The 14 plaintiff organizations named in the suit, filed in U.S. District Court, represent a variety of POC groups: MALDEF, National Immigration Law Center, the NAACP, National Day Laborer Organizing Network and the Asian Pacific American Legal Center.

Also represented are 10 individual plaintiffs., including Jim Shee, an American citizen who has been pulled over twice since SB 1070 was signed, and New Mexico resident Jesus Cuahtemoc Villa, Jesus Cuahtemoc Villa, who attends Arizona State University and alleges he could be arrested under the statute because the law only recognizes Arizona-issued identification.

Shee’s case seems to parallel the arrest of an Arizona truck driver who was arrested last week despite providing authorities with both a commercial driver’s license and a Social Security card, and incarcerated until his wife was able to provide his birth certificate.

Linton Joaquin, who serves as NILC’s General Counsel, said the law’s inevitable result will be less safety for everyone in Arizona.

“From beginning to end, SB 1070 is a misguided effort to legislate immigration control,” Joaquin said.

Public reaction to the law, which Guttentag said would take effect in late July, has been divided. According to a survey taken earlier this month by the Pew Resource Center, NBC and The Wall Street Journal, SB 1070 has attracted a mostly positive response:

sb support1

That sentiment is likely behind incidents like the alleged verbal abuse of a Mexican high school student Augustine Ortiz in San Antonio, Texas. According to The San Antonio Express-News:

[Ortiz's English teacher] proceeded to single him out repeatedly, Ortiz said, pointing at him as she made comments like, “The Mexicans with their attitudes are the racist ones.”

Continuing to point at Ortiz, she allegedly told the class that Mexicans always “expect handouts” and “soon it’s going to be the United States of Mexico,” according to Ortiz.

At the same time, however, sentiment against 1070 appear to be gaining steam, as well: thousands of protesters around the country held demonstrations against the law on May 1; and several cities, including Seattle, Oakland, and Los Angeles, have passed ordinances favoring an economic boycott of Arizona.
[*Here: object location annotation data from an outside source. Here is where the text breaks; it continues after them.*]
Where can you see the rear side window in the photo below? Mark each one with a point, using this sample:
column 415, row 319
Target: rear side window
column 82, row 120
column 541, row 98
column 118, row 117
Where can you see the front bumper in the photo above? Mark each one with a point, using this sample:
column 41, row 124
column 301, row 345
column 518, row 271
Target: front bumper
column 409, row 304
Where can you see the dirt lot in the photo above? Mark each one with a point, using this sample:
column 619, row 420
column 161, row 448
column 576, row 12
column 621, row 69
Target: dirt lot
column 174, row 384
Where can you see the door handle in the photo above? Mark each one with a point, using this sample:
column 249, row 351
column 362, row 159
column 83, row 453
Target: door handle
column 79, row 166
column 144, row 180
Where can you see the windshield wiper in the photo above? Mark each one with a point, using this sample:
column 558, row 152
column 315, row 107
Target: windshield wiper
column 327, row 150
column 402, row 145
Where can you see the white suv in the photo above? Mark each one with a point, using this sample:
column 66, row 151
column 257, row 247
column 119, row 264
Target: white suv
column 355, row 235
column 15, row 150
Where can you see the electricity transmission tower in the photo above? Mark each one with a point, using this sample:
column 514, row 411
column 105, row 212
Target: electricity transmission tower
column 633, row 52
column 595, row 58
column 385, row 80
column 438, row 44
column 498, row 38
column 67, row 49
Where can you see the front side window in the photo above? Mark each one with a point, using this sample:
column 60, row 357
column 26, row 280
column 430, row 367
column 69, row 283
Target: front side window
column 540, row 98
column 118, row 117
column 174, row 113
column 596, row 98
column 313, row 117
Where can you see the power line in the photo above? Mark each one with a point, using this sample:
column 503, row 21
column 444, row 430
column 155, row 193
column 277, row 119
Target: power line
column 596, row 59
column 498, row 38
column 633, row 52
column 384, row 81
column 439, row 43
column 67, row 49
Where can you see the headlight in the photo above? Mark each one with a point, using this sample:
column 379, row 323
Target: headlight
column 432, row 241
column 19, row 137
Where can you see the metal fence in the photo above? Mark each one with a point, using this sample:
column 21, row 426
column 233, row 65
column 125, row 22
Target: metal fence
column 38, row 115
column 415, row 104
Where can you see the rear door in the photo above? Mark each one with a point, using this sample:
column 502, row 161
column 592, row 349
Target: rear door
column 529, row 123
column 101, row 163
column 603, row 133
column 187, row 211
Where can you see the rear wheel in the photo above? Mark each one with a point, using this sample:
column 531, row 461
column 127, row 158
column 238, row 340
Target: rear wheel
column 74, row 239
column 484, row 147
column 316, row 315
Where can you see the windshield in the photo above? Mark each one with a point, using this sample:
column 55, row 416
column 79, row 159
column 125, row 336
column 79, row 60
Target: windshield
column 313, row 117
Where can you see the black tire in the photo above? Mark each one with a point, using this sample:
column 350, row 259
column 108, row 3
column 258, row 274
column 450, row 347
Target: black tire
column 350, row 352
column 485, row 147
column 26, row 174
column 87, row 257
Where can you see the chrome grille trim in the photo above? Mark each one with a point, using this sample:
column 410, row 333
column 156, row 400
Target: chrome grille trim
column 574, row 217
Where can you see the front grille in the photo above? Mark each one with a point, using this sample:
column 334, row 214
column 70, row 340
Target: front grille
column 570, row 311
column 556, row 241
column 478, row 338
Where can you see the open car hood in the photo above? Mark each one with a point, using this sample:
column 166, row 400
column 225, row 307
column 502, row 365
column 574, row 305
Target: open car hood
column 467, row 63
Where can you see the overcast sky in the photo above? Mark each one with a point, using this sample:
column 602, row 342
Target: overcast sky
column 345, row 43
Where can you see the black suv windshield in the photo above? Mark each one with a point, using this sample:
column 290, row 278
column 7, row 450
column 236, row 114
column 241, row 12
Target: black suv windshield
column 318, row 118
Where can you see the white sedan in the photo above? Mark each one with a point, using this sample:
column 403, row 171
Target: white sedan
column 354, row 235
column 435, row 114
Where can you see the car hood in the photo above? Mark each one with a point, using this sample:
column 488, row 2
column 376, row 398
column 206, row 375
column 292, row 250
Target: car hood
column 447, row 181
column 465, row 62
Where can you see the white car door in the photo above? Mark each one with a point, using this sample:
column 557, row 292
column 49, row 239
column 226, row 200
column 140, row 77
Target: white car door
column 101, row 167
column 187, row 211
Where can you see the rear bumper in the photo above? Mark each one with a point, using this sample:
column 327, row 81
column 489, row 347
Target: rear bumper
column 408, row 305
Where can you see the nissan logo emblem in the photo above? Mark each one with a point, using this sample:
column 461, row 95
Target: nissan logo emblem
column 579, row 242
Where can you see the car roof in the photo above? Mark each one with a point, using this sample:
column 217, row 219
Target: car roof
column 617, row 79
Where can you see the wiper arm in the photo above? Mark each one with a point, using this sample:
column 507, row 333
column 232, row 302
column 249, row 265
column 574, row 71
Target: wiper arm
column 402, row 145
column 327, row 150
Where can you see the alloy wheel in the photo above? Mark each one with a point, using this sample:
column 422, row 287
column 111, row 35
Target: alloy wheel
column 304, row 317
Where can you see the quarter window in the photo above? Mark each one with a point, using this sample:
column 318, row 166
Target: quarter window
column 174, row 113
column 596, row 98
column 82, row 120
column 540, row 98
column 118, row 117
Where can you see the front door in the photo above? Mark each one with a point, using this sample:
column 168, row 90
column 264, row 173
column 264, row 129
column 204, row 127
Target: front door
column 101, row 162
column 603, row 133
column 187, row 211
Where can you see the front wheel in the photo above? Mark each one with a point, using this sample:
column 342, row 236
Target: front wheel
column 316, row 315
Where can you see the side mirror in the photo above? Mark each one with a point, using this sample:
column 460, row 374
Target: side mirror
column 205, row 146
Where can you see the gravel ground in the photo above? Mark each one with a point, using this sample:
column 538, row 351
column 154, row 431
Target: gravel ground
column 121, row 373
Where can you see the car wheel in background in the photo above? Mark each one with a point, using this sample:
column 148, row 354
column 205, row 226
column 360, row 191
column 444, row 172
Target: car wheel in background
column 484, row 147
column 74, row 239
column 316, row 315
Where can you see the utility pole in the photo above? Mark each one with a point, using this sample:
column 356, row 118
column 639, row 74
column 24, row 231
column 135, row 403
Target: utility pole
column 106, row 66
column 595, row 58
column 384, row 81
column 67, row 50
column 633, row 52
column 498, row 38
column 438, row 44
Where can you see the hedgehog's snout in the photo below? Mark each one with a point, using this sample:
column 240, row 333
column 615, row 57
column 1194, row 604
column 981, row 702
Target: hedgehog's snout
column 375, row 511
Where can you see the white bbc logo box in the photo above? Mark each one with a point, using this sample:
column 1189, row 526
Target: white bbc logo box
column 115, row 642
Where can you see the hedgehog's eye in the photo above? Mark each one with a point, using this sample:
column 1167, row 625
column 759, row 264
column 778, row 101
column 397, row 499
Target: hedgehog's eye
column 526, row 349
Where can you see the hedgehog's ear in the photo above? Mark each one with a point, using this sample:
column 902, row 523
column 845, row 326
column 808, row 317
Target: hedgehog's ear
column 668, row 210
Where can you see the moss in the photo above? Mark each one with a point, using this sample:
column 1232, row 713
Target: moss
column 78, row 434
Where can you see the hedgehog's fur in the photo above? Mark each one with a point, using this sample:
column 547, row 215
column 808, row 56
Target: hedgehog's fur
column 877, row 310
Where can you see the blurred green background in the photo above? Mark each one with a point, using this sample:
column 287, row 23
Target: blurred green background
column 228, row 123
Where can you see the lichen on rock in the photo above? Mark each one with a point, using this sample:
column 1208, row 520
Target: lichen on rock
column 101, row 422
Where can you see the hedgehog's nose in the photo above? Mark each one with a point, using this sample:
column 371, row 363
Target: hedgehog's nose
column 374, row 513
Several other civic and business groups have also teamed up for a petition urging Major League Baseball to remove next year’s All-Star Game from Phoenix.

In citing the danger of states creating their own immigration statutes, APALC litigation director Julie Su mentioned the precedent created by past race-based legislation like the Chinese Exclusion Act.

“As was true then, the criminalization of an entire race, and fear driven by economic insecurity, make for bad public policy,” Su said. “The Japanese in Arizona who remember what it was like to be imprisoned in the state’s internment camps can tell you that race-baiting and racial profiling are not only un-American, they make us less safe, not more safe … Not only does the state have no authority to pass its’ own immigration law, but the Asian community knows well that racism and scapegoating lead only to laws that destroy our cohesion as a nation.”